Smith v. Beltran, 166 Ill. App. 3d 411 (1988)

Feb. 5, 1988 · Illinois Appellate Court · No. 86-2809
166 Ill. App. 3d 411

HARRY LEE SMITH, Plaintiff-Appellant, v. N. BELTRAN et al., Defendants (Holy Family Hospital, Defendant-Appellee).

First District (5th Division)

No. 86-2809

Opinion filed February 5, 1988.

Rehearing denied July 18, 1988.

Constantine N. Dranias, of Idarius, Dramas & Associates, of Chicago, for appellant.

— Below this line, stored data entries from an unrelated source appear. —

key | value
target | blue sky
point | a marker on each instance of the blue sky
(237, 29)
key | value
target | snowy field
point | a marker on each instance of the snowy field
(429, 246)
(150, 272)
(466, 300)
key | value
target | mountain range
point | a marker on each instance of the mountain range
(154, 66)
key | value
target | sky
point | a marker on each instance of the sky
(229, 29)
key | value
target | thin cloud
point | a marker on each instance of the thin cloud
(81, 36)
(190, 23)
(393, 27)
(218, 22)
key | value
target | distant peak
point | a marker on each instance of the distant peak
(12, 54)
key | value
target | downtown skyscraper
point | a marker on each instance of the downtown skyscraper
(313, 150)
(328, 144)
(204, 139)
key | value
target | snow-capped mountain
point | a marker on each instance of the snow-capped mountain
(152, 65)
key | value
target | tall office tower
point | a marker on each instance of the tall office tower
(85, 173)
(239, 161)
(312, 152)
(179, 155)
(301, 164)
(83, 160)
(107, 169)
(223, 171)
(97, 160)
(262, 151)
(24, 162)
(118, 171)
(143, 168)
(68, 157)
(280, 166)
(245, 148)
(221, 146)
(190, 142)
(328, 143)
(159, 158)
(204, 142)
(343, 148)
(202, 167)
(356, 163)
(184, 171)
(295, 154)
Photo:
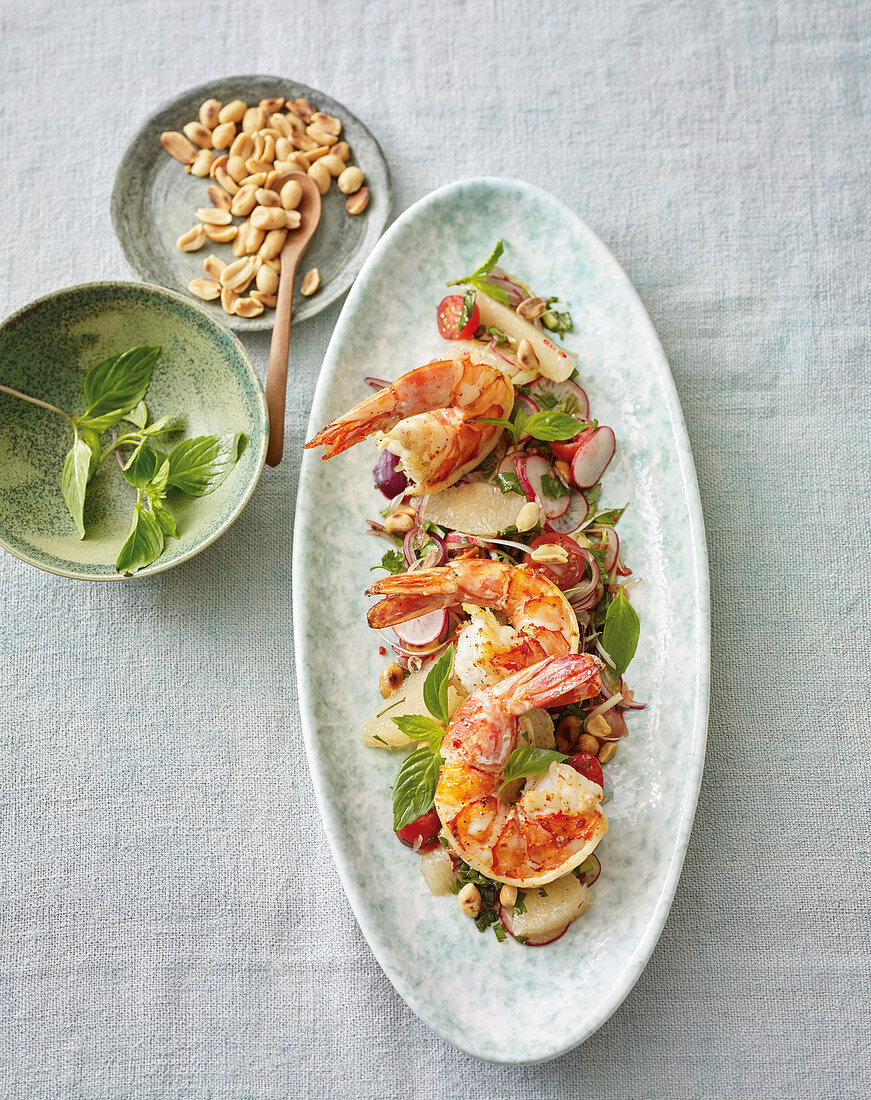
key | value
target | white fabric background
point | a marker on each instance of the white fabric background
(171, 921)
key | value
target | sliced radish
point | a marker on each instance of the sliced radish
(530, 469)
(564, 391)
(425, 630)
(505, 916)
(529, 407)
(573, 517)
(592, 458)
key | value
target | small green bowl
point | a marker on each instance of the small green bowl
(204, 373)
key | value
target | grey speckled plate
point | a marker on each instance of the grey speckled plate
(506, 1002)
(154, 199)
(202, 373)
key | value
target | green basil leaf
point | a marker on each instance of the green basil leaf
(508, 483)
(436, 686)
(421, 728)
(144, 543)
(553, 487)
(529, 761)
(552, 425)
(619, 638)
(491, 290)
(415, 788)
(79, 464)
(199, 465)
(393, 561)
(119, 384)
(139, 415)
(143, 466)
(164, 517)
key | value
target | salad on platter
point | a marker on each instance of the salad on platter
(505, 607)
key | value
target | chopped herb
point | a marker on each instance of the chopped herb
(508, 483)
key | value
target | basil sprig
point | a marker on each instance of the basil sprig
(478, 278)
(114, 391)
(529, 761)
(548, 426)
(415, 788)
(619, 638)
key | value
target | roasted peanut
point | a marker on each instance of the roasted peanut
(470, 900)
(233, 111)
(351, 179)
(222, 135)
(307, 287)
(390, 679)
(209, 112)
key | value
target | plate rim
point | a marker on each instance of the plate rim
(654, 925)
(242, 325)
(256, 388)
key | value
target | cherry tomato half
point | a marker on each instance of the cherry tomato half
(565, 449)
(587, 766)
(426, 827)
(563, 574)
(448, 316)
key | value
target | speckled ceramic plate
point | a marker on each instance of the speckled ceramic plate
(202, 373)
(154, 199)
(506, 1002)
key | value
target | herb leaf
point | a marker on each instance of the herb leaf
(529, 761)
(79, 464)
(143, 466)
(619, 638)
(552, 425)
(436, 686)
(164, 517)
(421, 728)
(144, 543)
(199, 465)
(116, 386)
(415, 788)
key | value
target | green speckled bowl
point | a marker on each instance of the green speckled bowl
(202, 373)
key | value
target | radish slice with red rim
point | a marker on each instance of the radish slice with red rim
(592, 458)
(505, 916)
(423, 630)
(574, 516)
(566, 393)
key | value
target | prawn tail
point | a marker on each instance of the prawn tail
(555, 681)
(374, 414)
(408, 595)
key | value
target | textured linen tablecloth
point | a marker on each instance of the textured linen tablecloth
(171, 920)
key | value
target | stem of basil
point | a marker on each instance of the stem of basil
(35, 400)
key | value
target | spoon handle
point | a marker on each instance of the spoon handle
(276, 374)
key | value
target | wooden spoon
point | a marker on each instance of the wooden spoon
(291, 253)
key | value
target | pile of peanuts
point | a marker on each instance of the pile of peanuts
(252, 183)
(597, 735)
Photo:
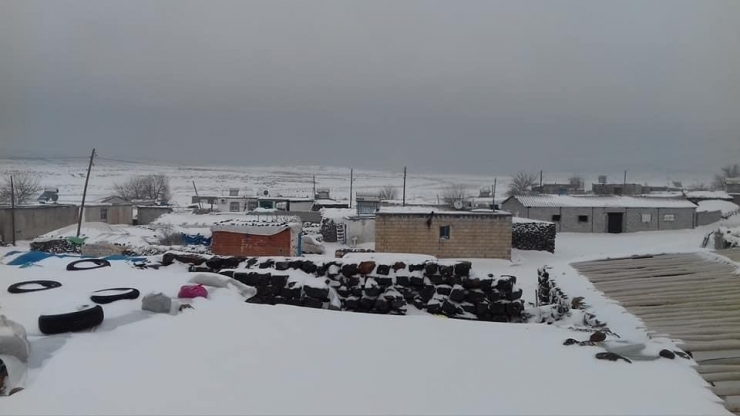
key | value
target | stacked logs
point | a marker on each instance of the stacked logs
(535, 235)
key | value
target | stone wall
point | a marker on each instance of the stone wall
(472, 235)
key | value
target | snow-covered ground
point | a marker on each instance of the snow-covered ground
(229, 357)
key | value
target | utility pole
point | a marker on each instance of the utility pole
(84, 193)
(351, 181)
(12, 210)
(404, 186)
(196, 195)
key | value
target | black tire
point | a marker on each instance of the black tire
(86, 317)
(123, 293)
(47, 284)
(98, 264)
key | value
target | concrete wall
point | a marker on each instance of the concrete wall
(239, 244)
(116, 214)
(147, 215)
(706, 218)
(33, 221)
(483, 235)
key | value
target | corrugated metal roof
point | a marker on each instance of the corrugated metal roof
(558, 201)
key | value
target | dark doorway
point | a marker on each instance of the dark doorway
(614, 223)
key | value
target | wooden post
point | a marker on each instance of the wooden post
(12, 211)
(84, 193)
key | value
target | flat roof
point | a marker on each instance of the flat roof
(585, 201)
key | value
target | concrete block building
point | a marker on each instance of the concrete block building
(602, 214)
(444, 234)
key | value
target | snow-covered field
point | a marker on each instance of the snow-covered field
(229, 357)
(69, 176)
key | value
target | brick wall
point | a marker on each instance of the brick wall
(472, 235)
(238, 244)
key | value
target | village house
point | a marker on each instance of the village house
(444, 234)
(602, 214)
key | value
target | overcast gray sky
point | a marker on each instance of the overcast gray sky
(447, 86)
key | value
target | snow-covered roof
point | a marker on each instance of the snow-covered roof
(565, 201)
(726, 207)
(428, 210)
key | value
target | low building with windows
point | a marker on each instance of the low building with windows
(605, 214)
(443, 234)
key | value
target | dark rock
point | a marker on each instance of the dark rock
(417, 281)
(427, 292)
(610, 356)
(449, 308)
(383, 270)
(352, 303)
(382, 305)
(343, 291)
(366, 267)
(598, 336)
(474, 296)
(667, 354)
(350, 270)
(468, 307)
(373, 290)
(366, 304)
(481, 307)
(267, 264)
(444, 290)
(514, 295)
(497, 308)
(437, 279)
(462, 269)
(446, 271)
(514, 309)
(310, 302)
(279, 280)
(469, 283)
(494, 296)
(434, 307)
(430, 269)
(384, 281)
(457, 294)
(317, 293)
(309, 267)
(353, 281)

French, Rogers, Kezelis & Kominiarek, P.C., of Chicago (Dorothy F. French and Michael R. Webber, of counsel), for appellee.

JUSTICE MURRAY

delivered the opinion of the court:

This is an appeal by plaintiff, Harry Lee Smith, from a September 9, 1986, order of the trial court denying his motion to vacate an April *41230, 1986, order dismissing defendant, Holy Family Hospital, as a party from a malpractice suit involving that hospital and other parties. Plaintiff’s appeal concerns the propriety of the dismissal order. The undisputed facts are as follows.

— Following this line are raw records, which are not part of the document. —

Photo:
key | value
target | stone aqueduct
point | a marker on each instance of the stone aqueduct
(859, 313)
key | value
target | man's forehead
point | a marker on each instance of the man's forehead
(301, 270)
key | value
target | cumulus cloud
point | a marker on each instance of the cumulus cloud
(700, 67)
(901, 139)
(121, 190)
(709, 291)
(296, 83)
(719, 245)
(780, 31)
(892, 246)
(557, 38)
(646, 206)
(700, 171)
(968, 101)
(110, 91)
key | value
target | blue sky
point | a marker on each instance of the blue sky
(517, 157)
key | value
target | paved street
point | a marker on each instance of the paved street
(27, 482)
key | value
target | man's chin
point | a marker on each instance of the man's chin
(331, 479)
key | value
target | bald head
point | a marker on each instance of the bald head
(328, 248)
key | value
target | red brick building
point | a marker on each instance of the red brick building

On August 16, 1984, plaintiff filed suit alleging negligence arising out of medical treatment he had received for his left eye on August 16, 1982. The suit named Holy Family Hospital and others, not involved in this appeal, as defendants. An alias summons was first placed for service on defendant Holy Family Hospital on April 3,

1985, and was actually served on the first attempt on April 15. Defendant first appeared on June 13, 1985, and, after requesting additional time to answer or otherwise plead, was granted an extension to August 12. Also on June 13, defendant filed interrogatories, a notice to produce, and a notice for plaintiff’s deposition. Two weeks later, on June 26, defendant served on all parties its motion to dismiss with prejudice for plaintiff’s failure to exercise due diligence in obtaining service pursuant to Supreme Court Rule 103(b). 107 Ill. 2d R. 103(b).

The motion was set for hearing on August 13, 1985, at which time it was filed with the court. At this time, plaintiff filed his response to the notice to produce and answers to interrogatories. Hearing was held on defendant’s motion to dismiss on April 30, 1986. In granting the motion, the trial court specifically found that plaintiff had not exercised due diligence and that defendant had not waived dismissal through participation in discovery. The order was made final and appealable pursuant to Supreme Court Rule 304(a). (107 Ill. 2d R. 304(a).) Subsequent to entry of the final order, on May 30, plaintiff moved to vacate the dismissal order. The court denied plaintiff’s motion on September 9, 1986, and this appeal was filed on October 9, 1986.

Also pending before this court is Holy Family Hospital’s motion to dismiss plaintiff’s appeal pursuant to Supreme Court Rule 304(a) (107 Ill. 2d R. 304(a)) as interpreted in the recent supreme court decision in Elg v. Whittington (1987), 119 Ill. 2d 344. The court in Elg held that in multiparty causes of action, the time within which to appeal from a final order relating to fewer than all of the parties or claims begins to run from the entry of the final order; time for appeal is not tolled while a post-trial motion is pending. In the present case, other defendants were still parties to the suit when Holy Family Hospital was dismissed from the cause by a final order. The other defendants were subsequently voluntarily dismissed without prejudice on September 9.

*413Plaintiff’s post-trial motion to vacate was timely filed, but his appeal of the underlying order was filed more than five months after entry of the final order. The pending motion to vacate did not toll the time to appeal. Keeping in mind the maxim that the issue of subject matter jurisdiction may be raised at any time (In re Marriage of Bussey (1984), 128 Ill. App. 3d 730, 471 N.E.2d 563, aff’d (1985), 108 Ill. 2d 286, 483 N.E.2d 1229), it is clear that this court does not have jurisdiction to consider the merits of plaintiff’s untimely appeal. Accordingly, defendant’s motion to dismiss on jurisdictional grounds is granted.

Dismissed.

LORENZ, P.J., and SULLIVAN, J., concur.